Microsoft tries to entice developers to choose Windows Phone 7

As good as I personally think Windows Phone 7.5 is, there’s no denying it has a bit of an application problem. Sure, there’s enough applications when looking at quantity, but when looking at quality and having the applications people want, it’s a different story. ZDNet managed to get its hands on Microsoft’s plan to attract the developers of top mobile applications to Windows Phone.

Windows Phone has over 70000 applications, which seems like enough – the problem, however, is not quantity, but quality, and having the applications people want. Microsoft, Google, and Apple often boast about how many applications they have, but we all know virtually all but a very small group are absolute crap. It’s those top, say, 1000-2000 applications that matter. The rest is just there for marketing purposes.

And this is exactly where Windows Phone 7 falls on its face, according to Microsoft, and as such, the company has formulated an internal plan to address this issue. First, the company is setting aside $10 million to ‘ring-fence’ companies like Pandora and Instagram who currently aren’t building WP7 applications. Ring-fencing means promoting competitors to these services. Second, Microsoft wants to promote quality over quantity, especially compared to Android. Third, and perhaps most controversially, they want to tie exclusive applications to specific devices.

I’m not entirely sure this will actually solve the issue. Developers aren’t warming up to Windows Phone 7 because the returns are simply way too low, especially compared to Android and iOS. Nobody buys Windows Phone devices, so there are no people to buy applications. A bit oversimplified, perhaps, but not far from the truth.

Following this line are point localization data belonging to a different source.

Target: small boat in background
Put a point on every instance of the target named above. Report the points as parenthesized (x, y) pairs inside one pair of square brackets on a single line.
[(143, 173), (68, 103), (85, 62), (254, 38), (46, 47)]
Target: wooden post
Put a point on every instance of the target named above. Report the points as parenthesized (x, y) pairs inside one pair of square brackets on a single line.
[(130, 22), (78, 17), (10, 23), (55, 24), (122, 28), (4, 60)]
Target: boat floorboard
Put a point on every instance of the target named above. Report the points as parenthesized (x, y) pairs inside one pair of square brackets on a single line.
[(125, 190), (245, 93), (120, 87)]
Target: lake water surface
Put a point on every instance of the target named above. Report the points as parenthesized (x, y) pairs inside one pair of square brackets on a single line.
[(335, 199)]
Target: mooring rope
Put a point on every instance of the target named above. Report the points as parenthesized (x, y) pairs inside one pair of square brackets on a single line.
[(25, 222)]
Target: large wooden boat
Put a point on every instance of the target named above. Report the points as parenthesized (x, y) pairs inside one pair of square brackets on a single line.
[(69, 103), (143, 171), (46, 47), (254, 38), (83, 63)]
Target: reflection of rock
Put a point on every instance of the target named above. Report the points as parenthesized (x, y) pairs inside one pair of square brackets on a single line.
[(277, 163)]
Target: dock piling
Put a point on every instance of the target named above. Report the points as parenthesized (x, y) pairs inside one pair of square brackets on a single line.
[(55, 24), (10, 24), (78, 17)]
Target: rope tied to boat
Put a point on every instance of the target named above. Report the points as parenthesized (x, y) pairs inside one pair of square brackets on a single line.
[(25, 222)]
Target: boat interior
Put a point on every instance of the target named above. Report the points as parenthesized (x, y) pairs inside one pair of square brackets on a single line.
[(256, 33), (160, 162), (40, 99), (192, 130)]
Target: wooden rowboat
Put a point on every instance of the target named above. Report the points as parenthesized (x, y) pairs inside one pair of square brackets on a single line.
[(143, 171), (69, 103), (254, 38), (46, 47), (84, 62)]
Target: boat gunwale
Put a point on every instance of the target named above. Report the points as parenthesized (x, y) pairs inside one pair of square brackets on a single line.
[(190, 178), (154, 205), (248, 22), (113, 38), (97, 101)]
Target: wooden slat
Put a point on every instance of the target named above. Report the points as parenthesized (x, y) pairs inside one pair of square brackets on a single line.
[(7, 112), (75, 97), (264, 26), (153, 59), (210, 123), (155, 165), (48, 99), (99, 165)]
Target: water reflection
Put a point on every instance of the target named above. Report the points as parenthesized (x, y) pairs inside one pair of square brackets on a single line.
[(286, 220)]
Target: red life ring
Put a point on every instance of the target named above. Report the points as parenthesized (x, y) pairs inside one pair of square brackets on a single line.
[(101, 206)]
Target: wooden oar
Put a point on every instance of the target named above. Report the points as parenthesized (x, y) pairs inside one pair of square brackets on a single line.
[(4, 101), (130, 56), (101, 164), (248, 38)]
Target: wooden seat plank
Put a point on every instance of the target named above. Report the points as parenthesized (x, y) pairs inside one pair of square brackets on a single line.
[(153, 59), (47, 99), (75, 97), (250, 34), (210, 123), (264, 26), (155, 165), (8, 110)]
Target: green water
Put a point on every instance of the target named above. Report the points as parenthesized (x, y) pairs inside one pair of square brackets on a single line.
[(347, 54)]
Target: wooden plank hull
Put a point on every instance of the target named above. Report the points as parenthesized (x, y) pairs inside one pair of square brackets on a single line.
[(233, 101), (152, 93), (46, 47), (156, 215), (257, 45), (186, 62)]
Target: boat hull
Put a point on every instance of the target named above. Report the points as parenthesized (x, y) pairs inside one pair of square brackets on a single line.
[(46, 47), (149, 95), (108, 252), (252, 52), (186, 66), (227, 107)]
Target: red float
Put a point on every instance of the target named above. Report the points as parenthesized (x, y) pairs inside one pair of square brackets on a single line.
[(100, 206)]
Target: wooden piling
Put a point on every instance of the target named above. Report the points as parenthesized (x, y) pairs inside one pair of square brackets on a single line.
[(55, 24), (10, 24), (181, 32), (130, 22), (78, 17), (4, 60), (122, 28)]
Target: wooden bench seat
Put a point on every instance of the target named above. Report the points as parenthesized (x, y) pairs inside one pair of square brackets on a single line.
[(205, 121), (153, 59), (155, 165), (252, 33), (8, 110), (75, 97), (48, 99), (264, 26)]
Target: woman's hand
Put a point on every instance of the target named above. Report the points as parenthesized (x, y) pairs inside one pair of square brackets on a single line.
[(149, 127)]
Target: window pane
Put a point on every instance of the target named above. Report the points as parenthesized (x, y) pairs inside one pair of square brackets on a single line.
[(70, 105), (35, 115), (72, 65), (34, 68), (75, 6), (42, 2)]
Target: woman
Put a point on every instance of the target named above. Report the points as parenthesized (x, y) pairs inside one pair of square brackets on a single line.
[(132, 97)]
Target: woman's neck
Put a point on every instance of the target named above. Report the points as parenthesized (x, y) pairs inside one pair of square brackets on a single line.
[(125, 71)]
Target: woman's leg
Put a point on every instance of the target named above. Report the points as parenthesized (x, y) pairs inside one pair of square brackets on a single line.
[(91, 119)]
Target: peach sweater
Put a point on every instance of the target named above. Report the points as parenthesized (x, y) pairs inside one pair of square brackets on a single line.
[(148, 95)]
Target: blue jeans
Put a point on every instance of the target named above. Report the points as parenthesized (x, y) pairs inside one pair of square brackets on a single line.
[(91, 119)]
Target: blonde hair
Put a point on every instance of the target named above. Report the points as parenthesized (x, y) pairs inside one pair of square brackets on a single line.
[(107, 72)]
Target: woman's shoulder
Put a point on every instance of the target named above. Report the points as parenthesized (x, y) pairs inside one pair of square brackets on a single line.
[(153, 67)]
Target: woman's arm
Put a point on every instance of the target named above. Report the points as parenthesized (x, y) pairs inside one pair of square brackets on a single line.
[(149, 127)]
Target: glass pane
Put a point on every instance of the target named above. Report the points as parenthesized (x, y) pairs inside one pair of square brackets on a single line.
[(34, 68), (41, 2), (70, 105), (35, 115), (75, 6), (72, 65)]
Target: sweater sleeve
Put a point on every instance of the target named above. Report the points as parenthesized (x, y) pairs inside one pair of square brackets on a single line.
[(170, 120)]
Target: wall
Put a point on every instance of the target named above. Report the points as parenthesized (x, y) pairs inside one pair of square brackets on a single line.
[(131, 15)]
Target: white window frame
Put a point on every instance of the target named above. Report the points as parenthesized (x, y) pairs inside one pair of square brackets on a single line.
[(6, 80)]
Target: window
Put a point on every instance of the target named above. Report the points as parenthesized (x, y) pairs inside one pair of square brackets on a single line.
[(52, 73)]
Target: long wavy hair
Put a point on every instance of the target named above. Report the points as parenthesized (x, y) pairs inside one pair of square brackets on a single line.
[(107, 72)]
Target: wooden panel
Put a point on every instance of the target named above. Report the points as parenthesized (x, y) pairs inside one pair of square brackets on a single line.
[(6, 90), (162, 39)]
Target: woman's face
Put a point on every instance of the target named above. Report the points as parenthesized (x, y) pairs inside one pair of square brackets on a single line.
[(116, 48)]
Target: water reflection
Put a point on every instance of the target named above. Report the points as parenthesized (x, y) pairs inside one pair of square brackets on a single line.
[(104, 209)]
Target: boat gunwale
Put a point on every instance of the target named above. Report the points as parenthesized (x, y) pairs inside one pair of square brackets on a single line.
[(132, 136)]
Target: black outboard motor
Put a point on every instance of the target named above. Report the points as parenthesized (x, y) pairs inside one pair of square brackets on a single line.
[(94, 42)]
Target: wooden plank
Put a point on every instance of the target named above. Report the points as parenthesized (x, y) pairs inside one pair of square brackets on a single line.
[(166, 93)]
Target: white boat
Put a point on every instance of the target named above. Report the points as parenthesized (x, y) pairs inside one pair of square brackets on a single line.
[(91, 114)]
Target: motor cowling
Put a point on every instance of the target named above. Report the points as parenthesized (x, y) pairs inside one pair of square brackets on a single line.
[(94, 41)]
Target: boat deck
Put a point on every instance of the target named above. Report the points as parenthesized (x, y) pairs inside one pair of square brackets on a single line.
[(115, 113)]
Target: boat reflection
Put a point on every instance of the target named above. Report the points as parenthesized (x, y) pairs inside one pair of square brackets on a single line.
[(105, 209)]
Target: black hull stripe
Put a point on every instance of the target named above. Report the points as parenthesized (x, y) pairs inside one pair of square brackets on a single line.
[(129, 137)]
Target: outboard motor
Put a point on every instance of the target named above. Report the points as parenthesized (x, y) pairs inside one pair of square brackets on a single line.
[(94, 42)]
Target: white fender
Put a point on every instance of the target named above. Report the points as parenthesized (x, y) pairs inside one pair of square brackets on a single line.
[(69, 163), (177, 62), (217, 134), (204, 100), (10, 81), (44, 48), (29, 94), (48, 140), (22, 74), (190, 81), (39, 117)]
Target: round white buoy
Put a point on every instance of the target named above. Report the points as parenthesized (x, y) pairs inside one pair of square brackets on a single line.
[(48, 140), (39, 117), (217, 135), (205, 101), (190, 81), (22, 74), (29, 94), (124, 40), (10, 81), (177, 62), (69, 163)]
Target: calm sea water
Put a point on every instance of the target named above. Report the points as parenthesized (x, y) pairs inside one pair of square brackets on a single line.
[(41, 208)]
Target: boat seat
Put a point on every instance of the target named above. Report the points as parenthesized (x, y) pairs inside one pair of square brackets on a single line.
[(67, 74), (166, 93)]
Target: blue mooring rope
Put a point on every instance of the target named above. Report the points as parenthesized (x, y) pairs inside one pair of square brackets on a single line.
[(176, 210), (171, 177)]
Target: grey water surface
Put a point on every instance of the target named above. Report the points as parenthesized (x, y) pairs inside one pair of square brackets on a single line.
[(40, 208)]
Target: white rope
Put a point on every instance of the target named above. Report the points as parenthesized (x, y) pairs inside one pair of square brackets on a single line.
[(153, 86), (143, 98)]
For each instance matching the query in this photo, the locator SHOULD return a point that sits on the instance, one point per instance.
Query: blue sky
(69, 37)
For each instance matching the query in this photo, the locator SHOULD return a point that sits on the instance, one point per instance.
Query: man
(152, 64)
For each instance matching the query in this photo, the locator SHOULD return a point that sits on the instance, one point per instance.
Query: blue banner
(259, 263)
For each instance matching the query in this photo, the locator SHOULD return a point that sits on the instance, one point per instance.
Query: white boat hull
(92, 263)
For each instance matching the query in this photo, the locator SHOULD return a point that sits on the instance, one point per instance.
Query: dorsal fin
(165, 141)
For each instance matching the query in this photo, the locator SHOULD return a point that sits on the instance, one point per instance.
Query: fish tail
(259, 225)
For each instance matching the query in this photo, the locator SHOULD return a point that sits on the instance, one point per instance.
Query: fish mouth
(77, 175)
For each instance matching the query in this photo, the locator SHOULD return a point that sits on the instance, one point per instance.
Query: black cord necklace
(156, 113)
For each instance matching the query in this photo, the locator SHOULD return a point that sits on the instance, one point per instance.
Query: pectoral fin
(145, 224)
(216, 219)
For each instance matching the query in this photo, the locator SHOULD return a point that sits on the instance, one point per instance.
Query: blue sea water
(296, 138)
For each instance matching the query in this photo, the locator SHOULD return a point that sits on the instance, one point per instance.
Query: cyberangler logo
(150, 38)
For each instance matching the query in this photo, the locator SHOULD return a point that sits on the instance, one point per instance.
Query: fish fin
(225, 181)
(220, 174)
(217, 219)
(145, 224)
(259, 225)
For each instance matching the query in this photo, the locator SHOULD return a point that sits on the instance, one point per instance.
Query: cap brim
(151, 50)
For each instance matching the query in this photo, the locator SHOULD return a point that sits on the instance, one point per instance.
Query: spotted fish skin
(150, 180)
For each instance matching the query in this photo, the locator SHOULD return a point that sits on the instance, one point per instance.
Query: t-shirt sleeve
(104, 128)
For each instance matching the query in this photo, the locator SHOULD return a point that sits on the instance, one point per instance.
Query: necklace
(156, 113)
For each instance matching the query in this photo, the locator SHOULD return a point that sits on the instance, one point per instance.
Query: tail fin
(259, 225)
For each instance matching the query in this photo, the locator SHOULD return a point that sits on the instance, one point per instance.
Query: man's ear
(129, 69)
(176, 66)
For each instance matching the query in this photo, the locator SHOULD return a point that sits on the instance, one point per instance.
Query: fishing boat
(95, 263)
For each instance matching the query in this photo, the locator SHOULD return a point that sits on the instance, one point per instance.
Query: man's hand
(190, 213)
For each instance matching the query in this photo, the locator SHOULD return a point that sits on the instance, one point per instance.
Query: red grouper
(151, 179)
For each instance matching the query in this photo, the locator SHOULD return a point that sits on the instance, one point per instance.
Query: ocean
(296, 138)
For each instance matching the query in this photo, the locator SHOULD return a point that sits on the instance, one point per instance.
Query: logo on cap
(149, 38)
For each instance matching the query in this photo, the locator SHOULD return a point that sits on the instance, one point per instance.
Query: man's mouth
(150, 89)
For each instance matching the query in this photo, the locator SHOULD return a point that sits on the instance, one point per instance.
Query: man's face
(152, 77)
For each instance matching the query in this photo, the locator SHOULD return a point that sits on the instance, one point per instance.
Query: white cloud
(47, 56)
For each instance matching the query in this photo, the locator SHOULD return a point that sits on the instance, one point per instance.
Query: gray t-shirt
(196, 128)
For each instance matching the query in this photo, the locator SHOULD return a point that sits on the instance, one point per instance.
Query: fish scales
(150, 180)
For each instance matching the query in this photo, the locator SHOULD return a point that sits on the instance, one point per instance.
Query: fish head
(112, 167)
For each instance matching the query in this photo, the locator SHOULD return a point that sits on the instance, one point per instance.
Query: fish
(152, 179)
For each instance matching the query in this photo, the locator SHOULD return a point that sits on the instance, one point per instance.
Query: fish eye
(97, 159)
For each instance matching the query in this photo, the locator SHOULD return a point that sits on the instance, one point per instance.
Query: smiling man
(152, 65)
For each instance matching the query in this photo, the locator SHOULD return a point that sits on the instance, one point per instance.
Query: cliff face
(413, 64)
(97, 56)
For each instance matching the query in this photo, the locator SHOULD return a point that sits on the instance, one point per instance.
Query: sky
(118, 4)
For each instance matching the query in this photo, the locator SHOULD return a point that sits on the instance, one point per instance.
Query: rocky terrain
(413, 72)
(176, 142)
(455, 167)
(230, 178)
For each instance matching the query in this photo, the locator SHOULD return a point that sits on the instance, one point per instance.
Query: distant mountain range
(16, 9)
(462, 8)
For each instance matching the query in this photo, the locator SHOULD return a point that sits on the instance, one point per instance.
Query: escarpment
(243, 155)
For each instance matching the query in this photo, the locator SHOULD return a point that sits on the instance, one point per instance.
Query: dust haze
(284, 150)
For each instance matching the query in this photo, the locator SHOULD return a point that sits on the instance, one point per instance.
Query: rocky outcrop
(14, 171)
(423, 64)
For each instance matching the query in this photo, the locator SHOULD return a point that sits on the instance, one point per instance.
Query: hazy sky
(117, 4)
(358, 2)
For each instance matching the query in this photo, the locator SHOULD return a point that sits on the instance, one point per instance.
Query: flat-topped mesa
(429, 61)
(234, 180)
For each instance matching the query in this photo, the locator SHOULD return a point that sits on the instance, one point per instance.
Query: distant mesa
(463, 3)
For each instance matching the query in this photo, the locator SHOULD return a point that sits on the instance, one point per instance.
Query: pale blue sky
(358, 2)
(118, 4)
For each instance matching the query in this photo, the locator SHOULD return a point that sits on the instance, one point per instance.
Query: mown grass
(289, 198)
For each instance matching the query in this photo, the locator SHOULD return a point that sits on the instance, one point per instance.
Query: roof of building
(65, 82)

I think Microsoft’s saving grace will come not from this plan, but from the future. Windows Phone currently lacks support for native code, which the next release will supposedly bring. The next release will also be tied more closely to Windows on the desktop, which greatly expands the potential market for developers. Every regular PC will ship with Windows 8 come late 2012, and if Windows 8 application code can easily be made to run on Windows Phone, developers will be more enthusiastic about it.

Windows Phone 7.5 still has a long way to in more ways than just the application thing, but as is common for Microsoft, the company’s in it for the long run. They’ve got enough money to throw at it, in any case.